Tova doesn’t hear, but she seems to pick up on the vibe anyway. “Remember, you girls are the top group, this is not gymnastics group 1 where you do a couple cartwheels and mess up on the back flip and everyone claps politely. This is it — you’re the graduates, and you’ve got a reputation to uphold.”

“Isn’t the main thing having fun?” Lea asks again, louder this time.

By now, most of the group has turned to look.

Tehillah calls out, “Sure it is, but now we’re practicing for a major performance. I don’t want to embarrass myself onstage.”

“Me, neither,” Reenie echoes.

“Practicing is hard work, but who says it can’t be fun?” Tova asks, taking the reins again. She doesn’t wait for an answer, just switches on the music and signals to them to begin the routine they know almost in their sleep.

The session goes quickly. Almost too quickly for Mimi. She must be in good shape; it’s not as hard as it used to be to complete the routine. She feels weightless, full of energy.

“Good job, Mimi,” Tova says, as she passes.

Lea stalks past them, nose in the air. Mimi winces. She hurries to change, catches up with Lea just outside.

“Waiting for your ride?”

“Yes.” Curt. Okay. So she really is upset. But what did Mimi do to her?

“Can I… ask you something?”

Lea shrugs.

“You’re… upset with Tova. Why?”

“Why?” Lea turns to her, head-on, incredulous. “You cannot be asking me that.”

“I am.” Mimi looks up and down the road. No car in sight. She can’t really believe she’s doing this, confronting her kinda-friend-kinda-just-fellow-gymnnast on a random afternoon on the street, but it feels like the right thing to do. “I mean, she’s my coach too, and honestly, she isn’t that bad.”

“Easy for you to say. You’re her pet.” Lea makes a face.

Mimi swallows a laugh. As if being Tova’s protégé meant she got off lightly. If gym sessions with the group are hard work, private coaching is a lot more intense.

But that’s not what Lea needs to hear right now.

“I just don’t like the atmosphere,” Lea continues. “Gymnastics is meant to be an outlet, it’s meant to be fun. Not a whole pressurizing, get it perfect or else, thing. Whatever.” She gives a bitter laugh. “Maybe she just has it in for me.”

“Totally not. It’s nothing to do with you, you know. She’s had it hard.” Mimi says.

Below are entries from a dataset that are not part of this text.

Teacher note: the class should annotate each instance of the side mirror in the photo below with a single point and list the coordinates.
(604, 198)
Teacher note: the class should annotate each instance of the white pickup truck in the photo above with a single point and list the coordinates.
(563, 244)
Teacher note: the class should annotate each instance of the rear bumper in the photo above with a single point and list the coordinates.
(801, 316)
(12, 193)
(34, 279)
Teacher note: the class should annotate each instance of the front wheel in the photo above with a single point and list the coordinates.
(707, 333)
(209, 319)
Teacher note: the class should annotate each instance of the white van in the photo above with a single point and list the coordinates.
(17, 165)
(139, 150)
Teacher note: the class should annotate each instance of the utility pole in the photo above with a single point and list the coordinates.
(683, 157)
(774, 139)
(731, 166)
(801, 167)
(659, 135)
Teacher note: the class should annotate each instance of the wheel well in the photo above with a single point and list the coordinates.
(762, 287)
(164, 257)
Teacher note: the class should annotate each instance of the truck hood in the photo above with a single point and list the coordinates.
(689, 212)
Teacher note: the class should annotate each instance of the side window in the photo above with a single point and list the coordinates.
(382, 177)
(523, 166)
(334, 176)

This is weird — standing outside the gym with Lea, having a random DMC in the middle of the street. She’s never really spoken to her before out of gymnastics class.

“She has it hard,” Lea mimics angrily. “Well, I have news for you. I also have it hard. So do lots of people. And we don’t take it out on anyone who happens to be in the same room as us.”

Mimi’s mouth drops open. She half expects Lea to turn and stalk off to wait for her ride somewhere else, but instead, she’s leaning against the wall and suddenly, Mimi sees that Lea is crying.